Supreme Court

Decision Information

Decision Content

Supreme Court of Nova Scotia

(FAMILY DIVISION)

Citation: Nova Scotia (Community Services) v. D.R., 2014 NSSC 132

Date:  20140311

Docket:  SFHCFSA-085204

Registry:  Halifax

Between:

M.C.S.

Applicant

v.

D.R. and A.D.

Respondents

 

Restriction on publication:

Publishers of this case please take note that s. 94(1) of the Children and Family Services Act applies and may require editing of this judgment or its heading before publication.

Section 94(1) provides:

No person shall publish or make public information that has the effect of identifying a child who is a witness at or a participant in a hearing or the subject of a proceeding pursuant to this Act, or a parent or guardian, a foster parent or relative of the child.

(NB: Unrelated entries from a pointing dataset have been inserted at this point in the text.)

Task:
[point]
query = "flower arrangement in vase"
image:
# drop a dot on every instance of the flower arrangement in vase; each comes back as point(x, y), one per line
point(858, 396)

Publishers of this case further take note that in accordance with s. 94(2) no person shall publish information relating to the custody, health and welfare of the children.

Judge:

The Honourable Justice Beryl MacDonald

Heard:

February 17, 18 and 19, 2014, in Halifax, Nova Scotia

Written Decision:

April 10, 2014

Counsel:

Jean Webb, for the Applicant

Sarah White, counsel for the Respondent, A.D.

By the Court:

[1]             On March 11, 2014 I delivered an oral decision in this matter. After delivering my decision I was asked by counsel for the Minister to provide my decision in written form. I had reserved the right to add additional information to expand upon my reasoning if I was requested to provide a written decision. This is the requested written decision.

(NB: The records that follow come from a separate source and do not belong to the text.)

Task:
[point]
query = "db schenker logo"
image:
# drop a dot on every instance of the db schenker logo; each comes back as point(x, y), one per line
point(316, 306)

[2]             In this decision I will not be discussing a detailed analysis of every fact and submission that was presented to me during the proceeding. I have carefully read all of the documents provided and I have considered all relevant information. I have reviewed the oral testimony. I will comment upon certain aspects of the material contained in some documents that cause me concern and I will attempt to explain why. I will make reference to decisions of this court and others on the points of concern I will raise. I will use the words Minister and the Agency interchangeably.

[3]             Decisions that must be made in Protection files are never easy to make. My understanding about the challenges parents have experienced and my compassion toward them cannot overwhelm the analysis I must consider based upon the principles I am directed to apply.

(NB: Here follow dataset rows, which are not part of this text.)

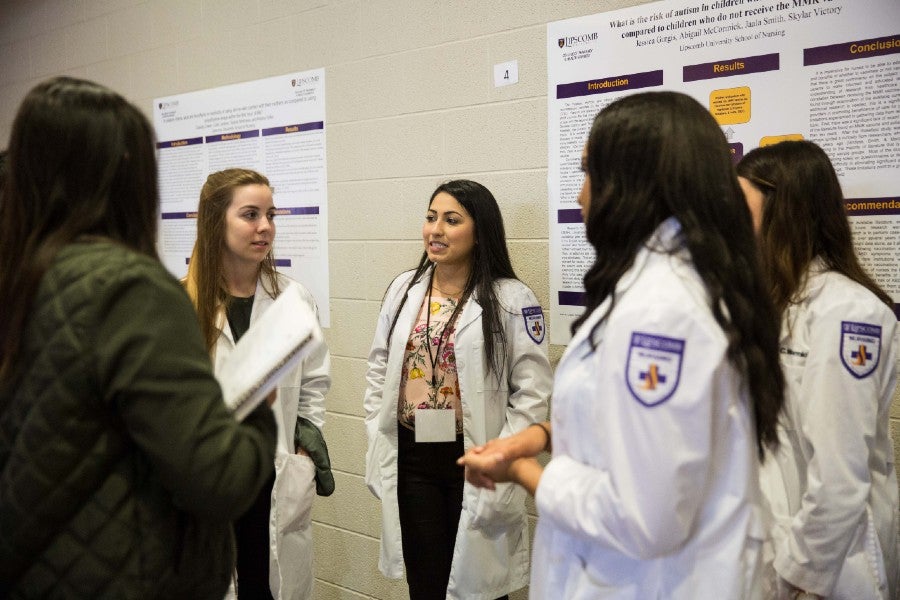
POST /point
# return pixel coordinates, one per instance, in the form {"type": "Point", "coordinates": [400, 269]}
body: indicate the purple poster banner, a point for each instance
{"type": "Point", "coordinates": [230, 137]}
{"type": "Point", "coordinates": [865, 207]}
{"type": "Point", "coordinates": [616, 83]}
{"type": "Point", "coordinates": [299, 210]}
{"type": "Point", "coordinates": [569, 215]}
{"type": "Point", "coordinates": [178, 143]}
{"type": "Point", "coordinates": [851, 50]}
{"type": "Point", "coordinates": [297, 128]}
{"type": "Point", "coordinates": [731, 66]}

[4]             The first principles I must consider, in a case such as this, are those expressed in the opening paragraphs of the Children and Family Services Act, S.N.S. 1990, c.5. Those paragraphs are called the preamble to the Act. In the preamble the stated purpose of the Act is to protect children from harm, to promote the integrity of the family and to ensure the best interests of children. This preamble establishes the priorities under the legislation. I am directed to protect children from harm but in doing so I am to recognize that promoting the integrity of the family is often the first and best means of protecting children and ensuring their best interest. Subsequent paragraphs in the preamble require the Province to provide services to help parents protect their children when there have been identified risks to their health and safety. However, in providing those services the Act does recognize what is called the child’s sense of time. A child, particularly a young child, has immediate needs that cannot be delayed until his or her parents are ready to parent. This is why the Act has set out maximum time periods. If a parent is not ready to parent when those maximum time periods are reached, the child must be placed in the care of the Minister, or in the care of a third party who has come forward during the proceeding who appears to have the necessary parenting skills. Parents may be given the time that is available pursuant to the Act to remedy the concerns that resulted in the protection application but the court is not required to provide every parent with the maximum time the Act provides. Whether the maximum time will be provided depends upon the age of the child, the nature of the identified protection concerns, the services that can be provided to alleviate those concerns, the ability of the parent to make the necessary improvements to eliminate or reduce the identified concerns in the time remaining and whether the situation of the child is such that providing that additional time is in the child’s best interest. Obviously there is a balancing of these various factors that must occur in every decision.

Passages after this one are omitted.